One example of an interpretable imaging biomarker approach focuses on quantifying tumor vascular architecture. Tumor-associated blood vessels are often disorganized, which can affect both drug delivery and immune cell infiltration. While these patterns are visible on routine imaging, they have historically been difficult to measure reproducibly. 

Recent work has explored analyzing vessel properties such as twistedness, branching, and volume from routine CT scans, and combining them into a single biomarker, the Quantitative Vessel Tortuosity (QVT) score.  In retrospective, multi-institutional studies, this score has shown associations with outcomes such as survival following immunotherapy.  

Instead of training a model to simply predict outcomes, QVT was built by first identifying measurable vascular patterns, such as vessel twistedness, branching, and shape. In a multi-institutional study of 682 patients and over 1,300 CT scans, this biomarker predicted patient survival after immunotherapy treatment, including in patients where standard markers like PD-L1 were less informative. Importantly, the model’s predictions can be traced back to specific biological properties. In other words, the model can show its work. 

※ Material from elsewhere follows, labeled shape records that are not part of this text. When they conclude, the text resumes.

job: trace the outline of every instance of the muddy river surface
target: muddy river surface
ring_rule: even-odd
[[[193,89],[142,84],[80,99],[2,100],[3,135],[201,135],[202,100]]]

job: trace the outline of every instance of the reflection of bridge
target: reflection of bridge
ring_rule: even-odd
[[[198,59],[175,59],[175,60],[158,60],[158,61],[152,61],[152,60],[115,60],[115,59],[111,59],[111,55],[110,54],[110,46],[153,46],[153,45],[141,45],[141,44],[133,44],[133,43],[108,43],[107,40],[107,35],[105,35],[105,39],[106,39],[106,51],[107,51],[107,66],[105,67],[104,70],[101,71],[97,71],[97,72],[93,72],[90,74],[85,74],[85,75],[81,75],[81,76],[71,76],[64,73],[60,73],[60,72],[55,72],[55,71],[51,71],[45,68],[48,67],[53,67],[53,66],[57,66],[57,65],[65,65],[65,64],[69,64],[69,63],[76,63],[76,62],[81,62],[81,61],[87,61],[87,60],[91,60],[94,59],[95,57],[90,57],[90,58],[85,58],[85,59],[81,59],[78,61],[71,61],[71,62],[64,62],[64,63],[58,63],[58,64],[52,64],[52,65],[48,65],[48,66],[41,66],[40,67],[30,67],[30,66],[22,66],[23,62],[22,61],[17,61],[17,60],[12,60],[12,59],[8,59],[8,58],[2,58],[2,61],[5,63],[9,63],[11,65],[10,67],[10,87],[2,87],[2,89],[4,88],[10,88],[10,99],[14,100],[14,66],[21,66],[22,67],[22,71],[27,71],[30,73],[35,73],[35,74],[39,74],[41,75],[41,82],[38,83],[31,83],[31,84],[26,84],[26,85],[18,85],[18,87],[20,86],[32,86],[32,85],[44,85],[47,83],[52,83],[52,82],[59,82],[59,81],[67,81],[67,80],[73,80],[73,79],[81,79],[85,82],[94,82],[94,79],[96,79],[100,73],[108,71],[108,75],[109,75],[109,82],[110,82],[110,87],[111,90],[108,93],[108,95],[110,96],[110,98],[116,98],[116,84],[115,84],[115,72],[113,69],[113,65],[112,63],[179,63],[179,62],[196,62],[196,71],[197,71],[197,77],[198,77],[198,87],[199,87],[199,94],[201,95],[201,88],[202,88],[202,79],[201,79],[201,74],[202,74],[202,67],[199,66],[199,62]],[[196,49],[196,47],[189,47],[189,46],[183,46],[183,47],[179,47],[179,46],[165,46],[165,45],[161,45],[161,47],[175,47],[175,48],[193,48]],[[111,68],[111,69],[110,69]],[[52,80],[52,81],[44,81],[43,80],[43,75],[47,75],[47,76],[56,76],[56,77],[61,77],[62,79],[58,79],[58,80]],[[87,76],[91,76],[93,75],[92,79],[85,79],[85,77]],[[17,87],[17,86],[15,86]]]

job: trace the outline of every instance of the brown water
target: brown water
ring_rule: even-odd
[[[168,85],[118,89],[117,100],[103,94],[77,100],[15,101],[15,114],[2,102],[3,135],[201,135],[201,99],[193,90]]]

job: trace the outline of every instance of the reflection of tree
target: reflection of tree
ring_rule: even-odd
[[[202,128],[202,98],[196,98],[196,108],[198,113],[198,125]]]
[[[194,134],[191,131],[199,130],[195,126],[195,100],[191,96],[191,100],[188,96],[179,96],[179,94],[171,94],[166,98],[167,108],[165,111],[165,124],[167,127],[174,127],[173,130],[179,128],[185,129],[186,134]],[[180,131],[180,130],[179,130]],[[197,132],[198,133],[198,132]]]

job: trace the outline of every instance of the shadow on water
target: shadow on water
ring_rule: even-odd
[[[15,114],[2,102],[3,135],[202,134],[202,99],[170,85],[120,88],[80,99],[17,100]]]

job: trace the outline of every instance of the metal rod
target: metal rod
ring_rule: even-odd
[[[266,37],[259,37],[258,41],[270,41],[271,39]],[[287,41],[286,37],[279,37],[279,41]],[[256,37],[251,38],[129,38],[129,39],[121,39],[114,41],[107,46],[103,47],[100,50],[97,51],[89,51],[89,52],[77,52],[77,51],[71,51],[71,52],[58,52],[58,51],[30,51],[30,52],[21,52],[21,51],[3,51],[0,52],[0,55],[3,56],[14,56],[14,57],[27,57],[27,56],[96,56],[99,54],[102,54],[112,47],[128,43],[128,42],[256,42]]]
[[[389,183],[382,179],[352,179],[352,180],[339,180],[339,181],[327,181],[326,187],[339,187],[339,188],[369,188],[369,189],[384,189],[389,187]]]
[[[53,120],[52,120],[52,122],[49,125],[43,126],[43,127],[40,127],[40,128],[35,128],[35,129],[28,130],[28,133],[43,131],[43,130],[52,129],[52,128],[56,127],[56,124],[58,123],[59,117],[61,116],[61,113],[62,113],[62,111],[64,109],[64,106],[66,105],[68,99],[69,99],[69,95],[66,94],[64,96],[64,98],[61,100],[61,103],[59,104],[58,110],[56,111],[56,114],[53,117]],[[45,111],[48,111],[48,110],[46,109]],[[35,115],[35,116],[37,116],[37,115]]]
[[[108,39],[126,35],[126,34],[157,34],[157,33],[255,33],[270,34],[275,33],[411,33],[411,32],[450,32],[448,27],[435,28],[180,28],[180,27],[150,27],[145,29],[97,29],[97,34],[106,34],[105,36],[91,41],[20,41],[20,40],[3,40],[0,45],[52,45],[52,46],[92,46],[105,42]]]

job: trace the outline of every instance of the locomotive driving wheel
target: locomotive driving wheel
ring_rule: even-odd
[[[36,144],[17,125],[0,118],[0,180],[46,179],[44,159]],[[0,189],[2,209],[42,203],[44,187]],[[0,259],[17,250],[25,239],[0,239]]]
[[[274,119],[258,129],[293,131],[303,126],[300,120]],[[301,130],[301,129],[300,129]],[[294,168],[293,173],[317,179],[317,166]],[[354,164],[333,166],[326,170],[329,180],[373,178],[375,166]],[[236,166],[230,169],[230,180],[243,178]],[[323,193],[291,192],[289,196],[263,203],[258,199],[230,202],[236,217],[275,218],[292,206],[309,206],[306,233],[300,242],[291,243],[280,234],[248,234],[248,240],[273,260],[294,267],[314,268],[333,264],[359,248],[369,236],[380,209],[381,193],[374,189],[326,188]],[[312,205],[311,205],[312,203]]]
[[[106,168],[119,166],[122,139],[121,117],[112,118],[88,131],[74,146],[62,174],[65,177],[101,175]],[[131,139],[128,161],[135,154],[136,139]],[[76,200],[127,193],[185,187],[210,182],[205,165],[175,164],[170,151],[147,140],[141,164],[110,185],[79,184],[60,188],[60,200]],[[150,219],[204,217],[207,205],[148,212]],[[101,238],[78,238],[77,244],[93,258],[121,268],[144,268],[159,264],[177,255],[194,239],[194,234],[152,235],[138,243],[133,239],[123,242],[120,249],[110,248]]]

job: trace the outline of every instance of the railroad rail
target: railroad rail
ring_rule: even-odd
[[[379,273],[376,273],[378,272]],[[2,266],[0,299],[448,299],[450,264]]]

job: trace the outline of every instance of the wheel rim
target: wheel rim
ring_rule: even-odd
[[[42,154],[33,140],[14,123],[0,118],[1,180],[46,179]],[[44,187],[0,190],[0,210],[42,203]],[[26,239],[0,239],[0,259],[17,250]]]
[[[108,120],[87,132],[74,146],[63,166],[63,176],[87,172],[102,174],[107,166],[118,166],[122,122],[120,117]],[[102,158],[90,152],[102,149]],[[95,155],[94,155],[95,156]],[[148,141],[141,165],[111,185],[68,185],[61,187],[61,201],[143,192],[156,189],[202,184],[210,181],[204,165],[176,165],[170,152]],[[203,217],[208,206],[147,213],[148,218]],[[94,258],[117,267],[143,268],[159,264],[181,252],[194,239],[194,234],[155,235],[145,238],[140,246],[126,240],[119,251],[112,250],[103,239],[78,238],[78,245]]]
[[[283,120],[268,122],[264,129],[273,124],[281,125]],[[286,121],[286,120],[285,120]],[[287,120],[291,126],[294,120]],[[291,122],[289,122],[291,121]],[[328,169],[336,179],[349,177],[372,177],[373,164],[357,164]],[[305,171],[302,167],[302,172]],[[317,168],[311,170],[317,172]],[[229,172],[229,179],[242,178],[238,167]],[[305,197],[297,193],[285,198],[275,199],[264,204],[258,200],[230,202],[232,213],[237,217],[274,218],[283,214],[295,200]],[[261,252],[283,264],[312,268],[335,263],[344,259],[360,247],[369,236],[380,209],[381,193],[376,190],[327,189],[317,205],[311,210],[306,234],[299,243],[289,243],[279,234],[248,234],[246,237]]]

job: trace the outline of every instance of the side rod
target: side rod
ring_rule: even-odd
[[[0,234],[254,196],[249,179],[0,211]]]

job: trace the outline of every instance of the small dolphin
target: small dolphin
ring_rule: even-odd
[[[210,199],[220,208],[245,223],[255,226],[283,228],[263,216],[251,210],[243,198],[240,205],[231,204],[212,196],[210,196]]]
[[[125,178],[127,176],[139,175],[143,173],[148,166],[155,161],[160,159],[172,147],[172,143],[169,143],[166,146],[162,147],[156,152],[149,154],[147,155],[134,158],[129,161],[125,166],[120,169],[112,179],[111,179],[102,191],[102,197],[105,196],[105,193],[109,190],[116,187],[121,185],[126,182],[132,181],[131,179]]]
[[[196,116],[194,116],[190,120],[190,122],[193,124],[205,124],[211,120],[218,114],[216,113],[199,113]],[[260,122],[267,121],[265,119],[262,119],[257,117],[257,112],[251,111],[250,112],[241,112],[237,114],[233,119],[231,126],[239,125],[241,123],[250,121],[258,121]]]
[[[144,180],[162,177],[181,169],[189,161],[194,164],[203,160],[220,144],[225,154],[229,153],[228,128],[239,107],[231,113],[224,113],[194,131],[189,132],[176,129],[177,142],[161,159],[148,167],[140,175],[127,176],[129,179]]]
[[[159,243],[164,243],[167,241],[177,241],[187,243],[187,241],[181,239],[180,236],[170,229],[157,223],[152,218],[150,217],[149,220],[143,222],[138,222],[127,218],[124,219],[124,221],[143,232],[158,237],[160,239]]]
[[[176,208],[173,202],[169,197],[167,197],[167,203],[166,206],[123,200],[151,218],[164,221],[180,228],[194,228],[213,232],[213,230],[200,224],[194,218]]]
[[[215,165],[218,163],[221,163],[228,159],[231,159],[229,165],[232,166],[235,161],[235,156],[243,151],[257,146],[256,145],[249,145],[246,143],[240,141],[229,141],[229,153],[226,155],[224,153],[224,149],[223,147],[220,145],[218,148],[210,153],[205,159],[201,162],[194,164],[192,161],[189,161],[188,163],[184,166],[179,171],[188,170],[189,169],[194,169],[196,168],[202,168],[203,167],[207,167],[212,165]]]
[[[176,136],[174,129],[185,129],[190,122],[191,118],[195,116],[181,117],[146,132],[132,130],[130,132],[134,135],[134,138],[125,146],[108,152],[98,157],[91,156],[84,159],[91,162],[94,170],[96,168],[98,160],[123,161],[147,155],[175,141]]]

What Glass-box AI Means for Clinical Development 

This kind of transparency matters in drug development. When a biomarker is easy to interpret, it is easier to test, validate, and explain to regulators. It also becomes more useful when things do not go as planned. 

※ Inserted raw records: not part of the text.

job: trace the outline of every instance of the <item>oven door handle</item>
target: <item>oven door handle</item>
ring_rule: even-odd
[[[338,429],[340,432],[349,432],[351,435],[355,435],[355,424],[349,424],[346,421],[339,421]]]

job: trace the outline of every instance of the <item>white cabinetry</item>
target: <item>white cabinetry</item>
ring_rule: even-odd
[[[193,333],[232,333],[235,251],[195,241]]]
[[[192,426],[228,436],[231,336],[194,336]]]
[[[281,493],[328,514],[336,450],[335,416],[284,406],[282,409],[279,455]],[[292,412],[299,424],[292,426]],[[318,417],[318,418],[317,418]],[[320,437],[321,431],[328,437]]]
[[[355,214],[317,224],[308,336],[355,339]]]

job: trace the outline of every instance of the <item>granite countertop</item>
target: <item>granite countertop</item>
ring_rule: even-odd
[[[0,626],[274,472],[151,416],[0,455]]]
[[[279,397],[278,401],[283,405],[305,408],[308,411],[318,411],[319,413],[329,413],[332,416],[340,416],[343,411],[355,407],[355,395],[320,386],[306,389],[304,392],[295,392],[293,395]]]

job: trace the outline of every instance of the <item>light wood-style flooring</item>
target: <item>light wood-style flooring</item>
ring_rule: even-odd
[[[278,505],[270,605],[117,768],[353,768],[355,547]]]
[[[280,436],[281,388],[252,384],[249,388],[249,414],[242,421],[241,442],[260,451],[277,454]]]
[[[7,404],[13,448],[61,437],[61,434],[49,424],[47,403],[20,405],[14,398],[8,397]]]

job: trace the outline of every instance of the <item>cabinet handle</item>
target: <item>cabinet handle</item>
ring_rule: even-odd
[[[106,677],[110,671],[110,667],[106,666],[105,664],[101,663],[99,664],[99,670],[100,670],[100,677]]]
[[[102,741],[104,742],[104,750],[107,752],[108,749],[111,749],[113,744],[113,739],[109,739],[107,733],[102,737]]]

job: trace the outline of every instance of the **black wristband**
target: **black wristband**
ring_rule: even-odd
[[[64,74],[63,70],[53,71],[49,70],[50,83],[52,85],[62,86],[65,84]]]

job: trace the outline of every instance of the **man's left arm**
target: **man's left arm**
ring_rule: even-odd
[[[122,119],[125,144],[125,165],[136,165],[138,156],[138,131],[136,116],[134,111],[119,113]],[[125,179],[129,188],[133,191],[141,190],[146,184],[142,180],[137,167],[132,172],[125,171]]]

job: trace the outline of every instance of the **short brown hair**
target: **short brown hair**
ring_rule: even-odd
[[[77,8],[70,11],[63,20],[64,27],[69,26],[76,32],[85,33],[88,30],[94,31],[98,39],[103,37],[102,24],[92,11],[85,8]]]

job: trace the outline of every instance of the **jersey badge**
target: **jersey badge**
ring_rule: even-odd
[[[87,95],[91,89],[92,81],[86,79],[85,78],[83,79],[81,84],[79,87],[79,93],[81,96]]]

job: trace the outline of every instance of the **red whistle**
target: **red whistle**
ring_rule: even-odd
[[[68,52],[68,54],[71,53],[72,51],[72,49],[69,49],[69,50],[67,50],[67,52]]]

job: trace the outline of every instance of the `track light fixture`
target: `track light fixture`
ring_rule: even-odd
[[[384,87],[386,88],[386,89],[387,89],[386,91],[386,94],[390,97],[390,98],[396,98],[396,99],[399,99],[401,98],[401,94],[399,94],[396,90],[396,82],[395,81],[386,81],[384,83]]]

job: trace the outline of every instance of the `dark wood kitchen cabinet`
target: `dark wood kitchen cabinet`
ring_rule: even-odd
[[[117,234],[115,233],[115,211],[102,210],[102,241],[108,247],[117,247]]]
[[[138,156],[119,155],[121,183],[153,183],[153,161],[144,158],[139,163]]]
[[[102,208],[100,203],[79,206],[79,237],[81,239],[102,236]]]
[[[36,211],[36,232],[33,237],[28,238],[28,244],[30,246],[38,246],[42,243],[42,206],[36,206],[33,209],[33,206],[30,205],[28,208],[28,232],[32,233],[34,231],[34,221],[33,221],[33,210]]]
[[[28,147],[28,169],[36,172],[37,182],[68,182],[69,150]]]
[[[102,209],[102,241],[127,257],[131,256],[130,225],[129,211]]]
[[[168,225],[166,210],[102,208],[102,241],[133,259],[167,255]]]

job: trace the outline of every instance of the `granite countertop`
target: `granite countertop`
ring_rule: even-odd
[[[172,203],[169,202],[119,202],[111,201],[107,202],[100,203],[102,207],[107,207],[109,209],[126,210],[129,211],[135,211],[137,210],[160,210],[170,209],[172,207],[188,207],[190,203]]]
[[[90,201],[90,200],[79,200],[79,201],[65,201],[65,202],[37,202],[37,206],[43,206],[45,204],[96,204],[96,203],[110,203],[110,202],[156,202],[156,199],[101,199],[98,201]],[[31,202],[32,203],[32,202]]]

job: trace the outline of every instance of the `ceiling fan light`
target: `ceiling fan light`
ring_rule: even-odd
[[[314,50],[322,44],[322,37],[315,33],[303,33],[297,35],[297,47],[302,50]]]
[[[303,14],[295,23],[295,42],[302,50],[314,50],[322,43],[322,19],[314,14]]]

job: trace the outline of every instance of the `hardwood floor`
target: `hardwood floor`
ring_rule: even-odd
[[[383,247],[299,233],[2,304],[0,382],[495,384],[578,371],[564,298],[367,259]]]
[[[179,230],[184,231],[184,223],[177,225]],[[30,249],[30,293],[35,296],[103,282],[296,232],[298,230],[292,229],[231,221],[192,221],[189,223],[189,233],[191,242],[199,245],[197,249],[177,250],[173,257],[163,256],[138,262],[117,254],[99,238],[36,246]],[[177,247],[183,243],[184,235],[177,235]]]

If a clinical trial fails, an interpretable model can help answer an important question: did the drug fail, or did we select the wrong patients? That insight can save time, cost, and future effort. 

As expectations from regulators continue to rise, models that can explain their predictions may offer an advantage. One lesson is clear: the challenge in medical AI is not performance, but building models that reflect disease biology. Those that do are more robust, more generalizable, and easier to trust. This is the foundation of glass-box AI — aligning models with the scientific reasoning that medicine depends on. 

A Better Way Forward 

Glass-box AI is not just a response to the limits of earlier approaches. It points to a better way forward. When AI is used to guide clinical decisions, it should be able to explain itself clearly. Not just to meet regulatory standards, but to meet the expectations of good science and patient care.  

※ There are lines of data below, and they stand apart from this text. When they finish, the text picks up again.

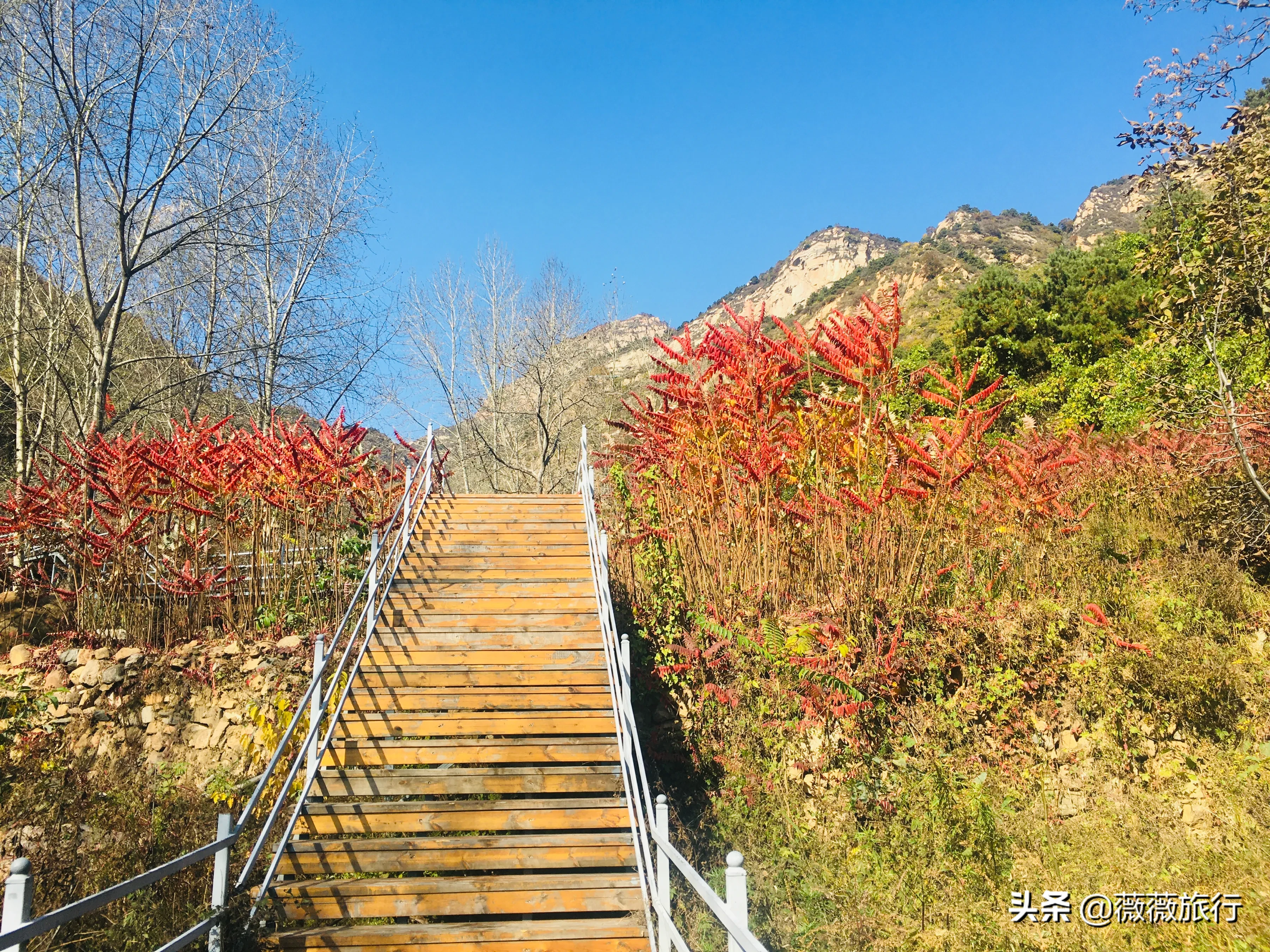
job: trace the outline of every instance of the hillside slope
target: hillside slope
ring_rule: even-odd
[[[806,236],[766,272],[723,296],[685,326],[700,340],[707,324],[737,312],[766,308],[768,316],[810,326],[831,311],[852,311],[861,294],[878,300],[899,284],[908,344],[947,341],[956,324],[956,293],[993,264],[1027,270],[1059,248],[1092,248],[1097,240],[1140,225],[1151,190],[1137,176],[1124,176],[1090,189],[1072,220],[1044,225],[1036,216],[1008,208],[998,215],[961,206],[918,241],[900,241],[834,225]],[[653,363],[654,336],[669,326],[639,314],[574,338],[589,352],[584,362],[621,387],[636,385]],[[601,369],[602,368],[602,369]]]

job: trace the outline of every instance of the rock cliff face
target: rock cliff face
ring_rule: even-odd
[[[766,305],[767,314],[789,316],[820,288],[898,251],[902,244],[899,239],[841,225],[812,232],[784,260],[710,305],[697,315],[695,324],[723,319],[724,305],[738,312],[757,311],[759,305]]]
[[[1095,185],[1072,220],[1072,239],[1077,248],[1090,249],[1113,231],[1134,231],[1154,199],[1154,189],[1137,175],[1123,175]]]
[[[947,341],[959,314],[956,293],[986,268],[1026,270],[1060,248],[1090,249],[1104,235],[1138,228],[1154,192],[1153,182],[1138,176],[1099,185],[1077,208],[1071,227],[1045,225],[1012,208],[993,213],[970,206],[949,212],[919,241],[834,225],[808,235],[787,256],[681,327],[686,326],[693,340],[701,340],[707,324],[728,320],[725,305],[738,314],[766,307],[770,316],[806,326],[829,311],[855,310],[861,294],[884,300],[898,284],[904,308],[903,343]],[[640,390],[653,369],[653,339],[672,333],[660,319],[638,314],[593,327],[569,347],[582,354],[585,386],[603,380],[612,397],[607,406],[620,413],[616,399]]]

As these tools continue to develop several challenges remain. Imaging-derived biomarkers must be standardized across scanners, institutions, and patient populations. Reproducibility and external validation are essential before clinical adoption. In addition, integrating these tools into clinical workflows requires alignment with regulatory and operational frameworks. 

Medical imaging has always contained more information than we use today. We now have the tools to extract it in a way that is interpretable and biologically grounded. 

That is what will turn AI from a promising technology into a trusted part of medicine. 

About the Author  

Anant Madabhushi, PhD, is Chief Scientific Officer at Picture Health and the Executive Director of the Emory Empathetic AI for Health Institute. He has published more than 500 peer-reviewed papers on computational imaging, radiomics, and machine learning in oncology.  

Disclosure: The author serves as Chief Science Officer at PictureHealth, which developed the QVT biomarker described in this article.